Skypen, mailen, Nachrichten verschicken
Die Finanzen! Eins der großen Thema in all den Jahren, bis heute. Bis heute, wo die Wertschätzung und das Entgelt für Leistungen im sozialen Bereich gering sind. Wo er immer wieder seine Preise rechtfertigen und den Aufwand erklären muss. Denn jeder Film, jede Minute, die gedreht wird, entspricht der Norm DIN EN ISO 17100, mit der in Europa die Qualität von Übersetzungsleistungen gesichert wird. Bei Gebärdenwerk wird ein Text von einem gehörlosen Gebärdensprachdolmetscher aufgearbeitet, von einem hörenden Gebärdensprachdolmetscher kontrolliert und dann von einem Mitarbeiter kontrolliert, der den Ausgangstext nicht kennt.

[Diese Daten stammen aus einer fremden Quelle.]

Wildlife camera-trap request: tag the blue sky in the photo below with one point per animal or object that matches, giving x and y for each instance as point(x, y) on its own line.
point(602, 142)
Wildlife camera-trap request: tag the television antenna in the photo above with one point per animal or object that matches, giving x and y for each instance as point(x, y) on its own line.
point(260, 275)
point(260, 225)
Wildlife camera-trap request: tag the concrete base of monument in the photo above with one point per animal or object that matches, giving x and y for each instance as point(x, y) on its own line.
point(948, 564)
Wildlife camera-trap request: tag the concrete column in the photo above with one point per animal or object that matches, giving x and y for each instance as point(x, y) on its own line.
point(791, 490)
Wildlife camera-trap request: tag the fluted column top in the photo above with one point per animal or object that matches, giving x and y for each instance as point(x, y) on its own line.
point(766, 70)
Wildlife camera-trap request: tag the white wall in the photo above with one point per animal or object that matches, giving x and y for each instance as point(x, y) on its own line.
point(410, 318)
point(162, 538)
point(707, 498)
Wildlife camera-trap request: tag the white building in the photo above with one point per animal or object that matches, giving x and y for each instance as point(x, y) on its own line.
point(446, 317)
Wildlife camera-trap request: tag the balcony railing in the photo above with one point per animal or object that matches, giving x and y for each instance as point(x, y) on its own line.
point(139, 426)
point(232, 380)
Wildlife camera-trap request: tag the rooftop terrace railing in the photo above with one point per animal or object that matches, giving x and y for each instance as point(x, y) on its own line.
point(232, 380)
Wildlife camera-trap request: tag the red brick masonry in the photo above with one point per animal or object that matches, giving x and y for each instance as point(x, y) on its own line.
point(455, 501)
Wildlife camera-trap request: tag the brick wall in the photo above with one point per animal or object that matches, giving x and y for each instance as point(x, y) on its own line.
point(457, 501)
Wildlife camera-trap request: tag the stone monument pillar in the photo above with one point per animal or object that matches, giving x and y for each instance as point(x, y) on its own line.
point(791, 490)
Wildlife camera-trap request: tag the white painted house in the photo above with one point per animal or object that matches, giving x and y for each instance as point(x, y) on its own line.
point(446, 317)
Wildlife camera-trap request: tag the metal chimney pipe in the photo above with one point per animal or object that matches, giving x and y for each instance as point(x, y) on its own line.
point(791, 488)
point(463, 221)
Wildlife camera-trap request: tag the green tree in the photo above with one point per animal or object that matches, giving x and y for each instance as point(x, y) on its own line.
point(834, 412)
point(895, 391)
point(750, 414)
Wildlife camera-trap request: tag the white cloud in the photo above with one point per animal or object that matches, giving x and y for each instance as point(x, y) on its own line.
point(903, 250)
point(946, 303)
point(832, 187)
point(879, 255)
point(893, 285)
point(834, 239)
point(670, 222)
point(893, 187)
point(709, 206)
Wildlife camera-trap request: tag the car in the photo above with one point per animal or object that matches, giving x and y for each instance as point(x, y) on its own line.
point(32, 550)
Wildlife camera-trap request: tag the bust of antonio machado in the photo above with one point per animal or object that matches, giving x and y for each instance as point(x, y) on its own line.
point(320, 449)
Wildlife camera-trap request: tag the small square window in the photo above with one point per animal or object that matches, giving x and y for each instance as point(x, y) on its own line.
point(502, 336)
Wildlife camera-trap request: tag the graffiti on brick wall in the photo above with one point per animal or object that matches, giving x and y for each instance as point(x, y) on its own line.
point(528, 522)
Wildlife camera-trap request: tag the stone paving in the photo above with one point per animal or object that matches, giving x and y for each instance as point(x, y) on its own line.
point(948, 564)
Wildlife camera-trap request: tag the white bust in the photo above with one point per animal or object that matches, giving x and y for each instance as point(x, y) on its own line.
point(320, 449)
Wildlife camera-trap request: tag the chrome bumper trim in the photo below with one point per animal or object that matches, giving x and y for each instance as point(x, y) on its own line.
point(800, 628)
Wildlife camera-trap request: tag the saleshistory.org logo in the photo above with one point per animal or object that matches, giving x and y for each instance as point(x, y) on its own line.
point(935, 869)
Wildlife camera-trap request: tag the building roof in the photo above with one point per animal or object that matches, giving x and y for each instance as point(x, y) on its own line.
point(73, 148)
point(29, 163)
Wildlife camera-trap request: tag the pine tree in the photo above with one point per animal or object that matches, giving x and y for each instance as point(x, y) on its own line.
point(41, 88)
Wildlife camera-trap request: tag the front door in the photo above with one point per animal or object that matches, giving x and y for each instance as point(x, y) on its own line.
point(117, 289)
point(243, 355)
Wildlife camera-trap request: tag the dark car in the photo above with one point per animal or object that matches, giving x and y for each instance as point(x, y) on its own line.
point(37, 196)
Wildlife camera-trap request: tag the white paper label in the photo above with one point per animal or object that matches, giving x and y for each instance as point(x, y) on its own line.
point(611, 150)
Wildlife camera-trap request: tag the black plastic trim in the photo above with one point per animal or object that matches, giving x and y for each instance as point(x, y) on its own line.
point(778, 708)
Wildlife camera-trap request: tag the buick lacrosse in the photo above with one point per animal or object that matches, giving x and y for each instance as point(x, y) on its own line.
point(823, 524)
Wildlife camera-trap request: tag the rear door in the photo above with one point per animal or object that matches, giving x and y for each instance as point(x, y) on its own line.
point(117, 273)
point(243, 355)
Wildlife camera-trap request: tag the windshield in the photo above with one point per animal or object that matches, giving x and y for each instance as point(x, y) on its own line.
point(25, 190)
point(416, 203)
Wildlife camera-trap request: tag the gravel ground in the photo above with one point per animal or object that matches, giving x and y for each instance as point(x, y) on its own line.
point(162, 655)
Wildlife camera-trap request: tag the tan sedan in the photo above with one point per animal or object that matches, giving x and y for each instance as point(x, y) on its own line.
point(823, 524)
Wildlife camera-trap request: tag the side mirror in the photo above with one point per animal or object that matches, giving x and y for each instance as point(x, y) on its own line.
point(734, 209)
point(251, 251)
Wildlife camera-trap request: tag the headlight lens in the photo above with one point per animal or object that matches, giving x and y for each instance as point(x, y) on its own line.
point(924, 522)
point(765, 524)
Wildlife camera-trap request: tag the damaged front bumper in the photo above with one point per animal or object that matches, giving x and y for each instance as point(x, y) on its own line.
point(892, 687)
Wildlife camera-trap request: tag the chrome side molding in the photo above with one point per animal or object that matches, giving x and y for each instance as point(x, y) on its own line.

Dann wird der Film geschnitten und bearbeitet. Eine Filmminute kostet zwischen 150 und 200 Euro. Eine DIN-A4-Seite ergibt rund acht Filmminuten. Dafür arbeiten vier bis fünf Mitarbeiter zwei Tage lang. Es läuft, sagt er. Beruflich, privat. Er ist verheiratet, hat drei Kinder. Seine Frau ist schwerhörig, seine Kinder nicht. Er hört gerne Musik – oder das, was er davon wahrnimmt. Am liebsten mag er die Rockband Marillion. Die Bässe gehen ihm durch und durch.
Irgendwie ist es leichter geworden. Die Kommunikation, das Miteinander. Früher, als es nur Telefone gab, war es schwieriger. Heute kann er skypen, mailen, Nachrichten verschicken. Seit sein Sohn Fußball spielt, ist er in einer WhatsApp-Gruppe mit anderen Eltern. Die meisten wissen, dass er gehörlos ist. Manchmal vergessen sie es aber. Dann schicken sie ihm eine Sprachnachricht.